Voormalig Opzij-hoofdredacteur Cisca Dresselhuys hield bij Radio 1 zelfs de schijn niet meer op: ‘We zijn niet klaar.’ Vooral de situatie die na 1 januari 2015 gaat ontstaan, baart haar zorgen. Als gemeentes links en rechts mensen in hun eigen kracht gaat zetten, wie moet dan de bijbehorende mantelzorg leveren? Het zullen wel weer de vrouwen zijn die hier ingepiepeld gaan worden.

En dat is niet de enige domper op het emancipatiefeestje. Tussen alle vrolijkheid door staat er in de Emancipatiemonitor bijvoorbeeld ook dat het aantal financieel onafhankelijke vrouwen niet is gestegen. En dat vrouwen gemiddeld zo’n 26 uur per week werken, maar mannen bijna full-time. En dat het SCP en het CBS vrezen dat met de nakende bezuinigingen in de zorg toch weer veel vrouwen hun baan kwijt gaan raken – het gevolg van buitengewoon ongeëmancipeerd regeringsbeleid dat er in grote lijnen op neerkomt dat werk waarvoor we vooral-vrouwen eerst betaalden, straks door vooral-vrouwen gratis moet worden gedaan.

En dan is er nog een akkefietje dat niet in het persbericht stond en waar niemand het over had: dat ‘zegevieren van de emancipatie’, dat gaat vooral over witte, hoogopgeleide vrouwen. Het aantal laagopgeleide vrouwen dat werkt blijft onverminderd laag; slechts 33 procent van de dames met alleen basisschool heeft een baan, meldt het rapport. Ook bij vrouwen van Turkse of Marokkaanse afkomst is de arbeidsdeelname niet om te juichen: 40 procent. Bovendien nam dit percentage af, niet toe. Bij Surinaams-Nederlandse vrouwen idem.

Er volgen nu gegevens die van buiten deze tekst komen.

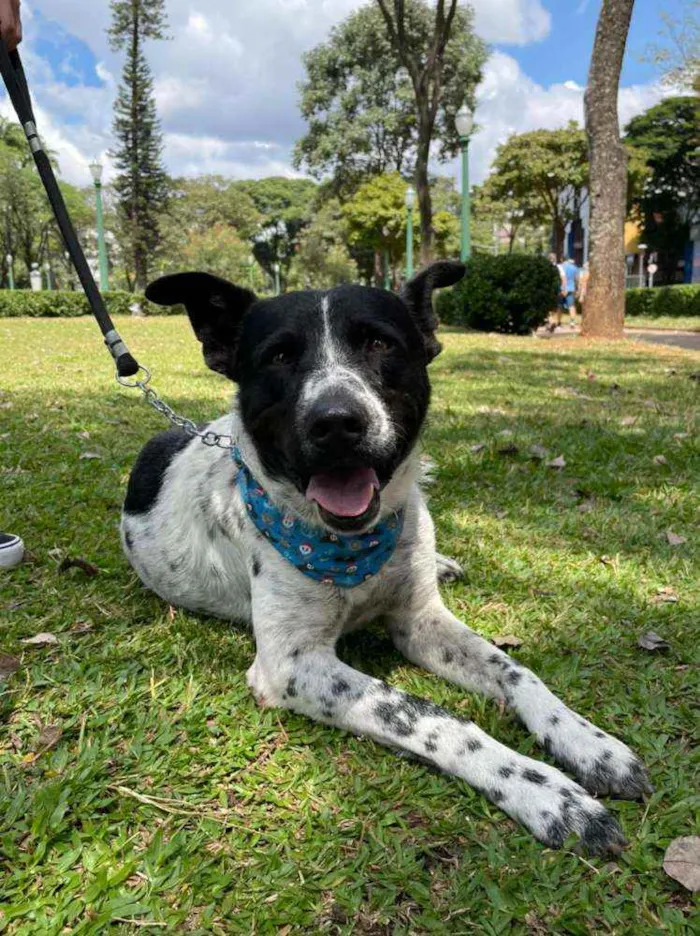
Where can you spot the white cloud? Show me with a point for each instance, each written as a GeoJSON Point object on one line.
{"type": "Point", "coordinates": [225, 83]}
{"type": "Point", "coordinates": [516, 22]}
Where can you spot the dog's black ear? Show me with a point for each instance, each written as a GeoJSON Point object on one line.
{"type": "Point", "coordinates": [418, 296]}
{"type": "Point", "coordinates": [215, 307]}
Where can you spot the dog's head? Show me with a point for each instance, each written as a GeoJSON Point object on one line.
{"type": "Point", "coordinates": [333, 385]}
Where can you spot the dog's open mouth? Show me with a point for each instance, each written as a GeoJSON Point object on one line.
{"type": "Point", "coordinates": [348, 499]}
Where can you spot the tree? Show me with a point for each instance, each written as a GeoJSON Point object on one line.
{"type": "Point", "coordinates": [604, 310]}
{"type": "Point", "coordinates": [376, 218]}
{"type": "Point", "coordinates": [358, 104]}
{"type": "Point", "coordinates": [141, 183]}
{"type": "Point", "coordinates": [678, 56]}
{"type": "Point", "coordinates": [541, 178]}
{"type": "Point", "coordinates": [665, 139]}
{"type": "Point", "coordinates": [285, 206]}
{"type": "Point", "coordinates": [443, 59]}
{"type": "Point", "coordinates": [322, 259]}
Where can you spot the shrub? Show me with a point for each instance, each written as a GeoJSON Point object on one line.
{"type": "Point", "coordinates": [511, 293]}
{"type": "Point", "coordinates": [64, 304]}
{"type": "Point", "coordinates": [681, 300]}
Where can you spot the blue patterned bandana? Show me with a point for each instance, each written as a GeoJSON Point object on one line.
{"type": "Point", "coordinates": [329, 558]}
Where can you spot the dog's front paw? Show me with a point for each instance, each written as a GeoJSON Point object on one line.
{"type": "Point", "coordinates": [554, 808]}
{"type": "Point", "coordinates": [601, 763]}
{"type": "Point", "coordinates": [448, 570]}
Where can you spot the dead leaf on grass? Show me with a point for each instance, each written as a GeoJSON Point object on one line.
{"type": "Point", "coordinates": [682, 861]}
{"type": "Point", "coordinates": [8, 665]}
{"type": "Point", "coordinates": [665, 594]}
{"type": "Point", "coordinates": [48, 736]}
{"type": "Point", "coordinates": [506, 641]}
{"type": "Point", "coordinates": [44, 639]}
{"type": "Point", "coordinates": [81, 627]}
{"type": "Point", "coordinates": [558, 462]}
{"type": "Point", "coordinates": [87, 567]}
{"type": "Point", "coordinates": [652, 641]}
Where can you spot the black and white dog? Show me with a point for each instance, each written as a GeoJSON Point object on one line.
{"type": "Point", "coordinates": [318, 525]}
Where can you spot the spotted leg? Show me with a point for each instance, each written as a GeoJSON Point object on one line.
{"type": "Point", "coordinates": [439, 642]}
{"type": "Point", "coordinates": [293, 671]}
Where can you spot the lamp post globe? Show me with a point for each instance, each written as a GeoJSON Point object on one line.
{"type": "Point", "coordinates": [410, 201]}
{"type": "Point", "coordinates": [464, 124]}
{"type": "Point", "coordinates": [96, 170]}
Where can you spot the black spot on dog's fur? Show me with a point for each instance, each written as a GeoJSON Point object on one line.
{"type": "Point", "coordinates": [534, 776]}
{"type": "Point", "coordinates": [147, 475]}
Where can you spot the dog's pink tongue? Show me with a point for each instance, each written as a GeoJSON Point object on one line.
{"type": "Point", "coordinates": [344, 493]}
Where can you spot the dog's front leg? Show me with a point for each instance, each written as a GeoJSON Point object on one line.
{"type": "Point", "coordinates": [435, 639]}
{"type": "Point", "coordinates": [296, 667]}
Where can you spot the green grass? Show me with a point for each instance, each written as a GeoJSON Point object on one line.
{"type": "Point", "coordinates": [171, 799]}
{"type": "Point", "coordinates": [665, 322]}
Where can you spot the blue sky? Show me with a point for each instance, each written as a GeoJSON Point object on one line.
{"type": "Point", "coordinates": [225, 83]}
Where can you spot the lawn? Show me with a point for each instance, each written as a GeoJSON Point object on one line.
{"type": "Point", "coordinates": [143, 790]}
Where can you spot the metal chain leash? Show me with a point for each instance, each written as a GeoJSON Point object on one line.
{"type": "Point", "coordinates": [213, 439]}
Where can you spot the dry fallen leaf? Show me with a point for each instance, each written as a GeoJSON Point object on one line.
{"type": "Point", "coordinates": [87, 567]}
{"type": "Point", "coordinates": [508, 640]}
{"type": "Point", "coordinates": [682, 861]}
{"type": "Point", "coordinates": [80, 627]}
{"type": "Point", "coordinates": [652, 641]}
{"type": "Point", "coordinates": [48, 736]}
{"type": "Point", "coordinates": [558, 462]}
{"type": "Point", "coordinates": [44, 639]}
{"type": "Point", "coordinates": [665, 594]}
{"type": "Point", "coordinates": [8, 665]}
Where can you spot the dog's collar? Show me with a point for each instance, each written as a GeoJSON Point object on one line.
{"type": "Point", "coordinates": [329, 558]}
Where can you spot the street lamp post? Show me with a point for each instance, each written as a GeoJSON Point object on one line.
{"type": "Point", "coordinates": [464, 123]}
{"type": "Point", "coordinates": [410, 202]}
{"type": "Point", "coordinates": [96, 170]}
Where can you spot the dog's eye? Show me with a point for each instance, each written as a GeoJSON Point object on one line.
{"type": "Point", "coordinates": [379, 345]}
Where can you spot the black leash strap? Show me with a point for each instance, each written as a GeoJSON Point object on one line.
{"type": "Point", "coordinates": [16, 84]}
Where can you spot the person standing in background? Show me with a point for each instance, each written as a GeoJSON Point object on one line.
{"type": "Point", "coordinates": [570, 275]}
{"type": "Point", "coordinates": [10, 23]}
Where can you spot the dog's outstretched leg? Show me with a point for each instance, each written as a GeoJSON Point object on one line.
{"type": "Point", "coordinates": [448, 570]}
{"type": "Point", "coordinates": [441, 643]}
{"type": "Point", "coordinates": [316, 683]}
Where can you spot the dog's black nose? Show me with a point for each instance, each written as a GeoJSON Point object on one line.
{"type": "Point", "coordinates": [336, 422]}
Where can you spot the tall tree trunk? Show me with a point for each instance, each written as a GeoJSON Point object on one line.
{"type": "Point", "coordinates": [425, 202]}
{"type": "Point", "coordinates": [604, 311]}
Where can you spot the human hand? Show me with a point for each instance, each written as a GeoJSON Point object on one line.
{"type": "Point", "coordinates": [10, 24]}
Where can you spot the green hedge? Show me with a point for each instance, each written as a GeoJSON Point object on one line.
{"type": "Point", "coordinates": [681, 300]}
{"type": "Point", "coordinates": [510, 293]}
{"type": "Point", "coordinates": [59, 304]}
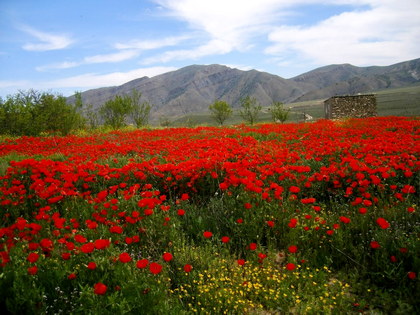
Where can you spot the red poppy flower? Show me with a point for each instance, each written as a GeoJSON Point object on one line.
{"type": "Point", "coordinates": [87, 248]}
{"type": "Point", "coordinates": [124, 257]}
{"type": "Point", "coordinates": [32, 257]}
{"type": "Point", "coordinates": [167, 257]}
{"type": "Point", "coordinates": [247, 205]}
{"type": "Point", "coordinates": [384, 224]}
{"type": "Point", "coordinates": [374, 245]}
{"type": "Point", "coordinates": [294, 189]}
{"type": "Point", "coordinates": [71, 276]}
{"type": "Point", "coordinates": [91, 265]}
{"type": "Point", "coordinates": [65, 256]}
{"type": "Point", "coordinates": [155, 268]}
{"type": "Point", "coordinates": [345, 220]}
{"type": "Point", "coordinates": [102, 243]}
{"type": "Point", "coordinates": [46, 244]}
{"type": "Point", "coordinates": [411, 275]}
{"type": "Point", "coordinates": [290, 266]}
{"type": "Point", "coordinates": [100, 288]}
{"type": "Point", "coordinates": [270, 223]}
{"type": "Point", "coordinates": [362, 210]}
{"type": "Point", "coordinates": [142, 263]}
{"type": "Point", "coordinates": [187, 268]}
{"type": "Point", "coordinates": [225, 239]}
{"type": "Point", "coordinates": [33, 270]}
{"type": "Point", "coordinates": [116, 229]}
{"type": "Point", "coordinates": [80, 238]}
{"type": "Point", "coordinates": [293, 222]}
{"type": "Point", "coordinates": [207, 234]}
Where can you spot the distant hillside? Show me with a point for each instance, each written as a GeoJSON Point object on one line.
{"type": "Point", "coordinates": [347, 79]}
{"type": "Point", "coordinates": [192, 89]}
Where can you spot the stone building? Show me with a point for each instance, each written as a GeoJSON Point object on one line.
{"type": "Point", "coordinates": [356, 106]}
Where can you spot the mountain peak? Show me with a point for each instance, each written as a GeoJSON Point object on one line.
{"type": "Point", "coordinates": [195, 87]}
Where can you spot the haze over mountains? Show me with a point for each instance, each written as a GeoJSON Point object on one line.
{"type": "Point", "coordinates": [192, 89]}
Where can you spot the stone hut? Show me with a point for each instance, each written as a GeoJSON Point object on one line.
{"type": "Point", "coordinates": [355, 106]}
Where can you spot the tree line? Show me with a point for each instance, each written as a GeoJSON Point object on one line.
{"type": "Point", "coordinates": [33, 113]}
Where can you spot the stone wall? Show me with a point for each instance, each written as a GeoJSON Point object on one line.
{"type": "Point", "coordinates": [356, 106]}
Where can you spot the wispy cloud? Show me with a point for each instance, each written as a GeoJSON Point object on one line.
{"type": "Point", "coordinates": [213, 47]}
{"type": "Point", "coordinates": [102, 58]}
{"type": "Point", "coordinates": [152, 44]}
{"type": "Point", "coordinates": [47, 41]}
{"type": "Point", "coordinates": [381, 35]}
{"type": "Point", "coordinates": [222, 30]}
{"type": "Point", "coordinates": [125, 51]}
{"type": "Point", "coordinates": [84, 81]}
{"type": "Point", "coordinates": [114, 57]}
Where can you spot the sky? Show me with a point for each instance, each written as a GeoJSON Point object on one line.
{"type": "Point", "coordinates": [63, 46]}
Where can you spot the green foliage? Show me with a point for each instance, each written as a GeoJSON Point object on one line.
{"type": "Point", "coordinates": [278, 113]}
{"type": "Point", "coordinates": [115, 112]}
{"type": "Point", "coordinates": [250, 109]}
{"type": "Point", "coordinates": [220, 111]}
{"type": "Point", "coordinates": [32, 113]}
{"type": "Point", "coordinates": [140, 110]}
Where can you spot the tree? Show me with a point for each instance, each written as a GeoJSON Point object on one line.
{"type": "Point", "coordinates": [115, 111]}
{"type": "Point", "coordinates": [220, 111]}
{"type": "Point", "coordinates": [33, 112]}
{"type": "Point", "coordinates": [278, 112]}
{"type": "Point", "coordinates": [140, 110]}
{"type": "Point", "coordinates": [250, 109]}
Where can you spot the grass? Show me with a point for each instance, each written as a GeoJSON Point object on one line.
{"type": "Point", "coordinates": [273, 219]}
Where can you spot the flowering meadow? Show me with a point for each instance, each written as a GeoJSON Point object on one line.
{"type": "Point", "coordinates": [303, 218]}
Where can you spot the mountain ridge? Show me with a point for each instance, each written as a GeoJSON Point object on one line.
{"type": "Point", "coordinates": [193, 88]}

In dit licht lijkt het me wat voorbarig om de journalistieke champagnekurken kanttekeningloos te laten knallen. Niet dat ik niet van een feestje houd – integendeel. En ik realiseer me ook best dat de strijd voor vrouwenemancipatie langzaam gaat en daarmee voor de gemiddelde verslaggever sub-spannend is. En dat je dan zelfs een klein snufje goed nieuws graag opkalefatert tot een gezellig hoera-verhaal of een prikkelende stelling. Zo houden we het leuk.

Desalniettemin: stellen dat de emancipatie af is, is toch een beetje alsof je in de auto stapt om van Amsterdam naar Apeldoorn te rijden, en bij Hilversum zegt: ‘Nou, mensen, we gaan de goede kant op, dus we kunnen nu wel ophouden met gas geven.’

Het probleem is: zo komen we er nooit.

© Asha ten Broeke. Alle rechten voorbehouden.